The ‘war on terror’ in Pakistan has morphed into a war on vaccination, with suspicion over Dr Afridi’s campaign spreading to affect anti-polio efforts as well. While allegations of Pakistan’s deceit were being lobbed back and forth in the halls of Congress, Mohammad Ishaq, a community health worker, was killed in Karachi’s Sohrab Goth area allegedly for his efforts in promoting the polio-inoculation programme. A press release issued by the World Health Organisation, with which Ishaq had been associated, detailed that inoculation efforts in that part of Karachi had already been halted days before the shooting, when two other WHO workers were shot and injured in the area. Ishaq was a hero, the release said, spending his days in diligent efforts to ensure that the underserved and poor of Karachi had access to the polio vaccine.

The interrelationships between cause and effect are of course murky where epidemics are concerned. In the story of polio in Pakistani politics, subterfuge and strategy are all amalgamated in a mess whose ultimate costs will accrue only to Pakistani children. On one hand is the US, resolute in its denial of the health consequences of using a public-health programme for intelligence gathering. On the other are the Taliban, adept at using scant grains of truth to whet the paranoia of already death-stricken populations, making the sin of a single doctor who sold himself the blameful burden of all others.

Stuck as they are in the questions of relative culpability, none of these considerations point to solutions. One can affix blame to the Tehrik-i-Taliban Pakistan whose spokesperson, several weeks ago, declared a war against all public-health workers that participate in anti-polio drives. One can lament the callousness of the members of the tribal jirga in Miramshah that reinforced the moratorium on the administration of polio drops or vaccines in an area where it is most prevalent. Or we can balk at the smug American accusations against the UN. Cholera did not exist in Haiti until the UN carried it over from Nepal. Five years ago, Pakistan did not have 198 reported cases of polio as was the case in 2011, more than any other country in the world.

Logic is no friend of war and the US is not at war with Haiti, making empathy automatic for its over 7,000 cholera victims. No such soft-heartedness can be spared for the victims in Pakistan, or the careless intermingling of public health and terrorist horror.

For both the Taliban and the US, a quarantined Pakistan cut off from the world is a worthy goal. If all Pakistanis can be contained within their borders, the Taliban can set up their medieval fiefdoms, forcing all their captives to live in a post-modern dark age where thinking heads are hacked off every Friday and vaccinations are a relic of another age. If all Pakistanis with or without questionable sympathies can be trapped within the country, the US could happily recall its pre-9/11 state of perfect safety, un-assaulted by the prospect of a Pakistani terrorist sneaking over its borders.

The possibility of a quarantined Pakistan is not simply a hypothetical.

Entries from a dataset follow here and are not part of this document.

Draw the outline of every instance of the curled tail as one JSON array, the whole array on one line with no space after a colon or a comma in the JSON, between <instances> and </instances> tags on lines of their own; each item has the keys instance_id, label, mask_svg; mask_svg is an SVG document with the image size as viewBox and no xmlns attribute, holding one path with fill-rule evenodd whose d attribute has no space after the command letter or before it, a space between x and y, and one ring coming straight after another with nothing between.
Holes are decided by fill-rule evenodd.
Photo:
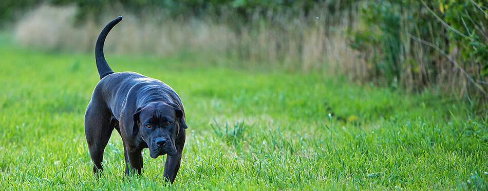
<instances>
[{"instance_id":1,"label":"curled tail","mask_svg":"<svg viewBox=\"0 0 488 191\"><path fill-rule=\"evenodd\" d=\"M114 73L114 71L108 66L107 60L105 60L105 56L103 55L103 44L105 44L105 38L107 38L108 32L121 20L122 20L122 16L119 16L117 18L107 24L98 36L98 39L97 39L97 44L95 45L95 59L97 60L97 69L98 69L100 79Z\"/></svg>"}]
</instances>

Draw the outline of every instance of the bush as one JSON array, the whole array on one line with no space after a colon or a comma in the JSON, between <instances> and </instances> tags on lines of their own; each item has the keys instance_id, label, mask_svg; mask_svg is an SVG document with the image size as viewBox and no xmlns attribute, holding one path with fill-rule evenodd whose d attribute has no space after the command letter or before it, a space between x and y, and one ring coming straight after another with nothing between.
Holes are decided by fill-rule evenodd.
<instances>
[{"instance_id":1,"label":"bush","mask_svg":"<svg viewBox=\"0 0 488 191\"><path fill-rule=\"evenodd\" d=\"M365 3L364 26L351 33L350 46L379 83L414 90L436 87L486 99L488 9L482 2Z\"/></svg>"}]
</instances>

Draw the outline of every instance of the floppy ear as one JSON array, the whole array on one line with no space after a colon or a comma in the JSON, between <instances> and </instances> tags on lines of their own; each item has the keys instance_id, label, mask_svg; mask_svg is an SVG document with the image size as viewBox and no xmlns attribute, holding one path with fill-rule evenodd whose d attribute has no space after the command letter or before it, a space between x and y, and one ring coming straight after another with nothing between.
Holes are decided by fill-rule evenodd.
<instances>
[{"instance_id":1,"label":"floppy ear","mask_svg":"<svg viewBox=\"0 0 488 191\"><path fill-rule=\"evenodd\" d=\"M139 123L139 116L141 114L141 111L142 111L142 109L141 108L138 108L137 110L136 110L136 113L134 113L134 115L132 116L132 118L134 119L134 126L132 128L133 135L136 135L137 132L139 132L139 125L137 123Z\"/></svg>"},{"instance_id":2,"label":"floppy ear","mask_svg":"<svg viewBox=\"0 0 488 191\"><path fill-rule=\"evenodd\" d=\"M173 103L166 103L168 105L171 106L173 109L175 109L175 112L176 113L176 117L178 118L178 122L180 124L180 126L183 128L183 129L188 128L188 126L186 126L185 120L183 118L183 111L178 107L176 104Z\"/></svg>"}]
</instances>

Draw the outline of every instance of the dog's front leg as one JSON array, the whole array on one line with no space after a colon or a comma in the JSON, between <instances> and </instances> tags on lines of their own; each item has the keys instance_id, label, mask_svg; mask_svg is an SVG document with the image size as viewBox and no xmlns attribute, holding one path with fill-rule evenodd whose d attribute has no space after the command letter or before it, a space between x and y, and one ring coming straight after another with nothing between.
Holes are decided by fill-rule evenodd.
<instances>
[{"instance_id":1,"label":"dog's front leg","mask_svg":"<svg viewBox=\"0 0 488 191\"><path fill-rule=\"evenodd\" d=\"M124 150L126 159L128 159L125 161L125 174L128 176L134 174L137 171L137 174L140 175L142 169L142 151L125 146Z\"/></svg>"}]
</instances>

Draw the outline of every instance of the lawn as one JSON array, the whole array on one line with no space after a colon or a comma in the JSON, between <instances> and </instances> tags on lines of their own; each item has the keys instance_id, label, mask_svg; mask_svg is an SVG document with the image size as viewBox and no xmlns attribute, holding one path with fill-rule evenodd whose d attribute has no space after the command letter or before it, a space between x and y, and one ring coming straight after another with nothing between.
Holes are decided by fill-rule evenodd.
<instances>
[{"instance_id":1,"label":"lawn","mask_svg":"<svg viewBox=\"0 0 488 191\"><path fill-rule=\"evenodd\" d=\"M147 150L143 175L124 175L116 131L103 175L92 174L83 126L99 80L92 54L0 38L0 190L488 189L488 122L476 103L186 53L107 57L114 71L159 79L183 100L186 143L169 185L165 157Z\"/></svg>"}]
</instances>

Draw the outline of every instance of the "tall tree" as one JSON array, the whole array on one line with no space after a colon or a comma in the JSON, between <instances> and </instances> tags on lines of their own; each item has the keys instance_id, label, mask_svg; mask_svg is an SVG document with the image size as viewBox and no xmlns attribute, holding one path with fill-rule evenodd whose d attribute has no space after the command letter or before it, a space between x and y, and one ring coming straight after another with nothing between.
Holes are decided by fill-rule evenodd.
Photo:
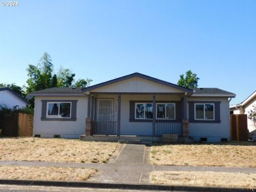
<instances>
[{"instance_id":1,"label":"tall tree","mask_svg":"<svg viewBox=\"0 0 256 192\"><path fill-rule=\"evenodd\" d=\"M57 76L56 74L54 74L52 77L52 87L57 87L58 84L58 80L57 80Z\"/></svg>"},{"instance_id":2,"label":"tall tree","mask_svg":"<svg viewBox=\"0 0 256 192\"><path fill-rule=\"evenodd\" d=\"M85 87L86 86L90 86L90 83L92 81L92 79L90 78L80 79L76 81L74 86L75 87Z\"/></svg>"},{"instance_id":3,"label":"tall tree","mask_svg":"<svg viewBox=\"0 0 256 192\"><path fill-rule=\"evenodd\" d=\"M62 67L61 67L57 74L58 87L71 87L75 81L74 77L75 75L76 74L72 73L69 69L64 69Z\"/></svg>"},{"instance_id":4,"label":"tall tree","mask_svg":"<svg viewBox=\"0 0 256 192\"><path fill-rule=\"evenodd\" d=\"M29 65L27 71L29 77L27 81L27 93L53 87L85 87L92 81L90 78L86 78L78 79L76 82L75 73L62 67L57 74L53 75L53 65L51 56L46 52L37 66Z\"/></svg>"},{"instance_id":5,"label":"tall tree","mask_svg":"<svg viewBox=\"0 0 256 192\"><path fill-rule=\"evenodd\" d=\"M51 87L53 70L51 56L46 52L44 53L37 66L29 65L27 69L29 77L27 81L28 85L27 92Z\"/></svg>"},{"instance_id":6,"label":"tall tree","mask_svg":"<svg viewBox=\"0 0 256 192\"><path fill-rule=\"evenodd\" d=\"M178 82L178 85L186 88L196 88L198 86L198 82L200 79L197 77L197 75L192 73L191 70L186 72L186 77L184 74L180 75L180 79Z\"/></svg>"}]
</instances>

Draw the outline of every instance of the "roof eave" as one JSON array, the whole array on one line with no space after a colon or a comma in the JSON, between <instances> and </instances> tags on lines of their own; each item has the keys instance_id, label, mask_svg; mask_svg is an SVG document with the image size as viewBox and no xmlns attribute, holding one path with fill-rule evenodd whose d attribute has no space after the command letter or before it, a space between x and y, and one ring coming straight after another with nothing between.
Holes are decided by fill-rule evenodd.
<instances>
[{"instance_id":1,"label":"roof eave","mask_svg":"<svg viewBox=\"0 0 256 192\"><path fill-rule=\"evenodd\" d=\"M30 93L28 96L30 97L81 97L85 96L83 93Z\"/></svg>"},{"instance_id":2,"label":"roof eave","mask_svg":"<svg viewBox=\"0 0 256 192\"><path fill-rule=\"evenodd\" d=\"M193 94L190 97L216 97L234 98L236 97L236 96L235 94Z\"/></svg>"}]
</instances>

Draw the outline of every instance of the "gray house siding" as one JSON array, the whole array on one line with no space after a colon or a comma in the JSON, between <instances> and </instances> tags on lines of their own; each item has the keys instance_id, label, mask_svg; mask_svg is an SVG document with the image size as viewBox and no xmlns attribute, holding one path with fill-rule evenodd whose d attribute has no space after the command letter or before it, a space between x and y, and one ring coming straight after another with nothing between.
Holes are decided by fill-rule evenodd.
<instances>
[{"instance_id":1,"label":"gray house siding","mask_svg":"<svg viewBox=\"0 0 256 192\"><path fill-rule=\"evenodd\" d=\"M220 103L220 122L217 123L189 123L189 136L195 141L206 138L208 142L220 142L221 138L230 140L229 106L227 98L190 97L189 101L219 101ZM189 105L188 104L188 107ZM190 109L189 109L190 111Z\"/></svg>"},{"instance_id":2,"label":"gray house siding","mask_svg":"<svg viewBox=\"0 0 256 192\"><path fill-rule=\"evenodd\" d=\"M43 102L42 101L43 100ZM74 121L44 121L42 118L44 101L77 100L76 120ZM34 122L34 135L40 134L43 138L53 138L60 135L64 138L79 138L84 134L85 118L87 117L87 97L36 97Z\"/></svg>"}]
</instances>

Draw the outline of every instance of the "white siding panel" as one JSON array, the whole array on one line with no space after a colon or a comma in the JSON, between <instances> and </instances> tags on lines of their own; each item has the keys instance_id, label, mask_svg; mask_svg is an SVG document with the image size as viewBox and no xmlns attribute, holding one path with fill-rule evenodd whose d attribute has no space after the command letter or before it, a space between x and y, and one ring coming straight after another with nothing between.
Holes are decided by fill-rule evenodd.
<instances>
[{"instance_id":1,"label":"white siding panel","mask_svg":"<svg viewBox=\"0 0 256 192\"><path fill-rule=\"evenodd\" d=\"M178 89L163 85L139 77L116 83L110 85L95 89L95 92L129 93L183 93Z\"/></svg>"},{"instance_id":2,"label":"white siding panel","mask_svg":"<svg viewBox=\"0 0 256 192\"><path fill-rule=\"evenodd\" d=\"M249 112L253 109L253 106L256 106L256 98L254 98L252 100L252 101L249 103L246 106L245 106L244 110L245 110L245 114L247 114L247 117L249 116ZM248 130L249 130L249 132L252 135L252 137L256 139L256 126L254 124L253 122L250 119L247 119L247 125L248 125Z\"/></svg>"}]
</instances>

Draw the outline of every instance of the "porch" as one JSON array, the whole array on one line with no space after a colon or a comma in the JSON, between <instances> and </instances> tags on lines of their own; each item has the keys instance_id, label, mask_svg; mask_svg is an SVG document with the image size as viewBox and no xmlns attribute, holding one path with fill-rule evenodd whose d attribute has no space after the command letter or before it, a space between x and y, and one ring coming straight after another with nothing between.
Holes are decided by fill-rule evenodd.
<instances>
[{"instance_id":1,"label":"porch","mask_svg":"<svg viewBox=\"0 0 256 192\"><path fill-rule=\"evenodd\" d=\"M185 93L91 93L88 97L88 117L83 140L117 141L129 138L156 142L161 141L163 134L188 137ZM138 106L142 105L146 106L143 106L141 113L138 111ZM169 106L173 107L172 112L172 109L167 108ZM161 107L164 111L162 114ZM140 118L138 115L141 115L140 113L143 115L143 112L145 116L147 113L149 118ZM169 117L172 114L173 118ZM160 115L163 117L162 119ZM167 116L170 119L164 118Z\"/></svg>"}]
</instances>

Two Pakistani Senators, both members of a standing committee on inter-provincial coordination, announced last Friday that the WHO had indicated to them that if polio inflictions in Pakistan were not curbed by 2013, in the worst-case scenario a travel ban could be issued on all travelling Pakistanis. They could be required to show proof of a polio vaccination before they were allowed into the worlds’ nations that have successfully eradicated polio.

Countries could refuse admission to Pakistanis not for their fear of terrorism but because they could literally be diseased, carrying in their bodies the deadly polio virus that paralyses and cripples.

In either case, the result would be the same: isolation both acute and damning, a collective curse on all Pakistanis.